Sony Dünya Fotoğrafçılık Ödülleri yarışmasına katılma fikrini de anlatan Eldagsen bunu yapay zeka ile fotoğraf farkının test edilmesini istediği için yaptığını söyledi. Eldagsen müracaatıyla yapay zekanın fotoğraf alanında tartışılmasını amaçladığını vurgulayarak “Bu bir testti. Fotoğraf yarışmalarının katılım koşullarını değiştirip değiştirmediğine bakıyordum. Kimse koşulları değiştirmemişti. Sonra kendi kendime düşündüm, bir test yapacağım ve ne kadar ilerleyebileceğimi göreceğim ve resimlerimden birinin finalistler arasında yer alacağını, hatta ödül kazanacağını beklemiyordum. Gönderirken başka bilgi vermedim, aksi takdirde bu test olmazdı. Bu tek resim, The Electrician, üç kez finalistler arasına girdi ve seçildi” dedi.

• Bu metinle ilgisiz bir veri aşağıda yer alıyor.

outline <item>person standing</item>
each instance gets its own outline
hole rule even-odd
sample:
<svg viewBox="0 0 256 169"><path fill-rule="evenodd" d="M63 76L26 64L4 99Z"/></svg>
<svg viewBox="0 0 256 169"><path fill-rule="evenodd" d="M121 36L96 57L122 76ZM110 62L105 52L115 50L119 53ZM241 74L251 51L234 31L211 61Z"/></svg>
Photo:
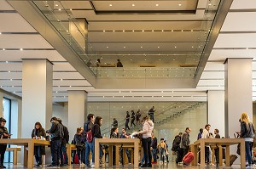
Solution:
<svg viewBox="0 0 256 169"><path fill-rule="evenodd" d="M120 59L117 59L118 63L116 64L117 67L123 67L123 64L120 62Z"/></svg>
<svg viewBox="0 0 256 169"><path fill-rule="evenodd" d="M145 164L142 165L141 167L152 167L152 155L150 152L150 146L152 141L151 134L154 129L154 122L148 118L148 116L145 116L143 117L142 123L143 125L143 130L137 132L137 134L143 134L142 142L145 158Z"/></svg>
<svg viewBox="0 0 256 169"><path fill-rule="evenodd" d="M129 138L129 134L127 134L125 128L122 129L122 134L120 135L120 138ZM120 149L119 149L119 165L123 165L124 163L124 159L123 159L123 146L121 145ZM128 162L129 165L131 165L131 154L129 149L126 148L125 149L125 153L128 158Z"/></svg>
<svg viewBox="0 0 256 169"><path fill-rule="evenodd" d="M244 112L241 115L241 133L240 137L243 138L246 142L246 159L248 161L248 166L252 166L253 158L252 158L252 145L253 144L253 138L255 138L255 128L253 124L249 119L248 115Z"/></svg>
<svg viewBox="0 0 256 169"><path fill-rule="evenodd" d="M132 125L135 127L135 123L134 123L134 121L135 121L135 112L134 110L131 110L131 128L132 127Z"/></svg>
<svg viewBox="0 0 256 169"><path fill-rule="evenodd" d="M125 130L130 130L129 127L129 121L130 121L130 115L129 115L129 111L126 111L126 117L125 117Z"/></svg>
<svg viewBox="0 0 256 169"><path fill-rule="evenodd" d="M50 133L50 152L52 163L47 166L59 166L61 159L61 144L63 138L63 129L59 124L56 117L50 119L51 127L47 130L47 133Z"/></svg>
<svg viewBox="0 0 256 169"><path fill-rule="evenodd" d="M154 110L154 106L153 106L149 110L148 110L148 115L150 116L150 120L154 122L154 113L155 110Z"/></svg>
<svg viewBox="0 0 256 169"><path fill-rule="evenodd" d="M180 143L180 148L181 148L181 155L183 155L183 159L185 155L189 152L189 144L190 144L190 139L189 139L189 133L191 132L191 128L186 127L185 132L183 133L181 137L181 143Z"/></svg>
<svg viewBox="0 0 256 169"><path fill-rule="evenodd" d="M85 136L87 137L87 132L91 132L92 127L93 127L93 122L94 122L95 117L93 114L89 114L87 115L87 121L84 124L84 130L85 132ZM89 163L89 155L90 152L93 152L93 143L90 140L87 140L87 138L85 138L85 166L90 167L90 163Z"/></svg>
<svg viewBox="0 0 256 169"><path fill-rule="evenodd" d="M152 132L152 155L153 155L153 162L152 164L157 163L157 138L154 136L154 133Z"/></svg>
<svg viewBox="0 0 256 169"><path fill-rule="evenodd" d="M116 118L113 118L113 124L112 124L112 127L119 127L119 122L118 122L118 121L116 120Z"/></svg>
<svg viewBox="0 0 256 169"><path fill-rule="evenodd" d="M101 133L101 126L102 125L102 117L101 116L96 116L94 121L94 125L92 127L92 135L93 135L93 148L92 148L92 164L91 166L92 168L95 167L95 159L96 160L100 159L100 161L102 161L102 158L103 156L103 151L102 151L102 146L100 146L100 156L99 157L95 157L95 139L96 138L102 138L102 133Z"/></svg>
<svg viewBox="0 0 256 169"><path fill-rule="evenodd" d="M6 120L3 117L0 118L0 138L1 139L7 139L11 137L10 134L8 133L7 128L4 127L6 123ZM0 144L0 168L6 168L3 166L4 160L4 153L6 151L6 144Z"/></svg>
<svg viewBox="0 0 256 169"><path fill-rule="evenodd" d="M43 128L40 122L35 123L35 127L32 132L31 138L33 139L41 139L46 136L45 130ZM34 155L36 159L36 166L40 166L42 165L42 155L45 155L44 146L35 146Z"/></svg>
<svg viewBox="0 0 256 169"><path fill-rule="evenodd" d="M140 124L140 118L142 116L141 114L141 110L138 110L136 113L136 125L139 125Z"/></svg>
<svg viewBox="0 0 256 169"><path fill-rule="evenodd" d="M68 156L67 153L66 145L69 141L69 132L67 127L62 124L61 119L58 119L58 122L62 126L63 128L63 138L61 139L61 166L68 166Z"/></svg>
<svg viewBox="0 0 256 169"><path fill-rule="evenodd" d="M205 129L203 130L203 132L201 134L201 138L210 138L210 128L211 128L211 125L207 124L205 126ZM211 161L210 159L210 146L207 145L205 146L205 160L206 160L206 163L209 163Z"/></svg>

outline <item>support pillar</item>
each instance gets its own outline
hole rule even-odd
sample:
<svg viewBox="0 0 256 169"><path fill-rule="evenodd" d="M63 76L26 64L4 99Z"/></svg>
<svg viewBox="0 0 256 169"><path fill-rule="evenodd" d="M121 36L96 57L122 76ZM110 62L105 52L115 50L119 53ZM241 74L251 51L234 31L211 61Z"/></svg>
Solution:
<svg viewBox="0 0 256 169"><path fill-rule="evenodd" d="M76 133L77 127L84 127L85 121L85 112L87 102L87 93L84 90L68 91L68 131L69 135ZM70 139L73 138L70 137Z"/></svg>
<svg viewBox="0 0 256 169"><path fill-rule="evenodd" d="M48 59L22 60L21 138L31 138L37 121L45 129L52 116L53 64Z"/></svg>
<svg viewBox="0 0 256 169"><path fill-rule="evenodd" d="M225 136L240 131L239 118L247 112L253 121L252 59L227 59L225 64Z"/></svg>
<svg viewBox="0 0 256 169"><path fill-rule="evenodd" d="M220 137L224 131L224 91L207 91L207 123L211 131L218 129Z"/></svg>

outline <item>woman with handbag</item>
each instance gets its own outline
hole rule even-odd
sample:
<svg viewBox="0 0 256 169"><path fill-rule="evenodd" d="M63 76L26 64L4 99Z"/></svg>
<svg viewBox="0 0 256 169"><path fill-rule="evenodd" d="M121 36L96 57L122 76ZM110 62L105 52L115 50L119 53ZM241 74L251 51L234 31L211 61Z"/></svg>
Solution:
<svg viewBox="0 0 256 169"><path fill-rule="evenodd" d="M77 155L79 159L79 164L80 166L84 166L83 163L84 158L84 149L85 149L85 143L84 138L83 136L83 128L78 127L77 128L77 133L74 135L74 140L76 143L77 147Z"/></svg>
<svg viewBox="0 0 256 169"><path fill-rule="evenodd" d="M254 126L251 122L248 115L247 113L242 113L241 115L241 134L240 137L245 139L246 143L246 159L248 161L248 166L253 166L252 158L252 145L253 144L254 138Z"/></svg>

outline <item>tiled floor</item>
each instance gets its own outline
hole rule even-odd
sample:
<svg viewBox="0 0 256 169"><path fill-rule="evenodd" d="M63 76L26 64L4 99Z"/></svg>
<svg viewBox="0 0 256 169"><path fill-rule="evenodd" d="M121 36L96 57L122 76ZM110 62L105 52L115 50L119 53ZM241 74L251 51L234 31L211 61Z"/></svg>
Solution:
<svg viewBox="0 0 256 169"><path fill-rule="evenodd" d="M23 166L21 165L12 165L12 164L4 164L6 168L9 168L9 169L18 169L18 168L26 168L26 167L24 167ZM49 169L54 169L54 168L56 168L56 167L46 167L46 166L42 166L42 167L34 167L36 169L44 169L44 168L49 168ZM66 166L66 167L61 167L61 168L81 168L81 169L85 169L84 166L79 166L79 165L72 165L71 166ZM108 169L118 169L118 168L133 168L133 166L125 166L124 167L122 166L113 166L113 167L108 167L108 166L104 166L102 168L108 168ZM190 168L200 168L200 166L177 166L176 165L174 162L171 162L167 165L153 165L153 168L185 168L185 169L190 169ZM216 166L206 166L205 168L217 168ZM230 168L241 168L239 165L234 165L232 166L232 167L225 167L225 166L221 166L221 167L218 167L218 168L225 168L225 169L230 169Z"/></svg>

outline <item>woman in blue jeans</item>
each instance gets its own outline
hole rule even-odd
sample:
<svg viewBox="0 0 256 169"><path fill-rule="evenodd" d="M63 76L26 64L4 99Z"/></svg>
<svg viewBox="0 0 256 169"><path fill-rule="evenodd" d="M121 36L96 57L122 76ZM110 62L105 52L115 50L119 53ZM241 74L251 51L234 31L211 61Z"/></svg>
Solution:
<svg viewBox="0 0 256 169"><path fill-rule="evenodd" d="M92 142L92 164L90 166L91 168L94 168L94 163L95 163L95 138L102 138L102 133L101 133L101 126L102 125L102 117L96 116L94 121L94 125L92 127L92 134L93 134L93 142ZM102 147L100 146L100 159L102 159L103 156L103 150ZM97 157L96 157L97 159Z"/></svg>
<svg viewBox="0 0 256 169"><path fill-rule="evenodd" d="M253 144L254 138L254 126L251 122L248 115L247 113L242 113L241 115L241 133L240 137L243 138L246 142L246 159L248 161L248 166L252 166L253 158L252 158L252 144Z"/></svg>

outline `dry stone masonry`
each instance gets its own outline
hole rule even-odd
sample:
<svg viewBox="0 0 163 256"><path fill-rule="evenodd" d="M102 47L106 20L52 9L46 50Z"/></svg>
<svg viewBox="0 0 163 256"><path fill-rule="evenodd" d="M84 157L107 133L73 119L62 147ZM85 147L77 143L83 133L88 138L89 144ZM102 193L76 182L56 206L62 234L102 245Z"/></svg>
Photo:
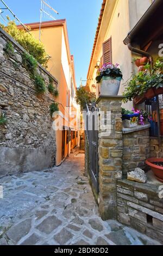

Yapay zekanın fotoğrafçılığın geleceğine olan etkisine de değinen Eldagsen foto muhabirliğinin yapay zekaya ihtiyacı olmadığını ancak düşük ücretin yanı sıra sosyal medyanın foto muhabirliği üzerinde baskı oluşturduğunu belirtti. Herkesin çok kolay şekilde gerçekmiş gibi görünen görüntüler üretebileceğine, bunları sosyal medya aracılığıyla dağıtabileceğine dikkati çeken Boris Eldagsen şöyle devam etti:
“Bu da sosyal medyada üretilen sahte görüntülerin toplamının önünde sonunda gerçek foto muhabirliği görüntülerinin toplamından çok çok daha fazla olacağı anlamına geliyor. Her birey bir görüntünün üretilmiş mi yoksa gerçek fotoğraf mı olduğunu nasıl ayırt edebilir? Benim cevabım; bunu yapamayız. Bu da fotoğraf gibi görünen görüntülere karşı tutumumuzu değiştirmemiz gerektiği anlamına geliyor, geçmişte çoğumuz hala bunun fotoğraf olduğuna, belli bir yerde gerçekten yaşanmış bir şeyi gösterdiğine inanıyorduk. Şahsen ben tavrımı değiştirdim. Fotoğraf gibi görünen bir şeyin üretilmiş olduğunu varsayıyorum. Yanıldığım kanıtlanmadığı sürece. Ne yazık ki hepimiz bu tür görsel malzemelere karşı bu tutumu yavaş yavaş benimsemek zorunda kalacağız.”
Boris Eldagsen yapay zekanın foto muhabirliğinin yerini doldurup doldurmayacağı konusunda ise “Bu konudaki cevabım hem evet hem hayır. Ancak foto muhabirliğinin yerinin doldurulabileceğine inanmıyorum. Sektörün saldırı altında olduğunu söyleyebilirim ama demokrasilerde nasıl destekleneceğini de düşünmek gerekiyor. Evet, foto muhabirleri, basın yalnız bırakılmamalı ancak her teknik devrimde olduğu gibi, bazı meslekler artık ihtiyaç duyulmadığı için ortadan kalkıyor. Yeni meslekler ortaya çıkacak ve iş profilleri değişecek” dedi.
Eldagsen yapay zeka kullanımı ile ilgili kurallar getirilmesi için de “Bence artık politikacıların anlayabileceğinden çok çok daha hızlı olan bu teknik gelişmeyi şekillendirmeye yardımcı olmak toplumun görevi. Bunu yönlendirmeye yardımcı olacak fırsatların nerede olduğunu görmek sadece politikacılara değil, ilgilenen gruplara ve vatandaşlara da bağlı. Bu durdurulamayacak ve tersine çevrilemeyecek büyük bir teknolojik devrim. Ancak bunu şekillendirmeye yardımcı olabileceğimize inanıyorum” dedi.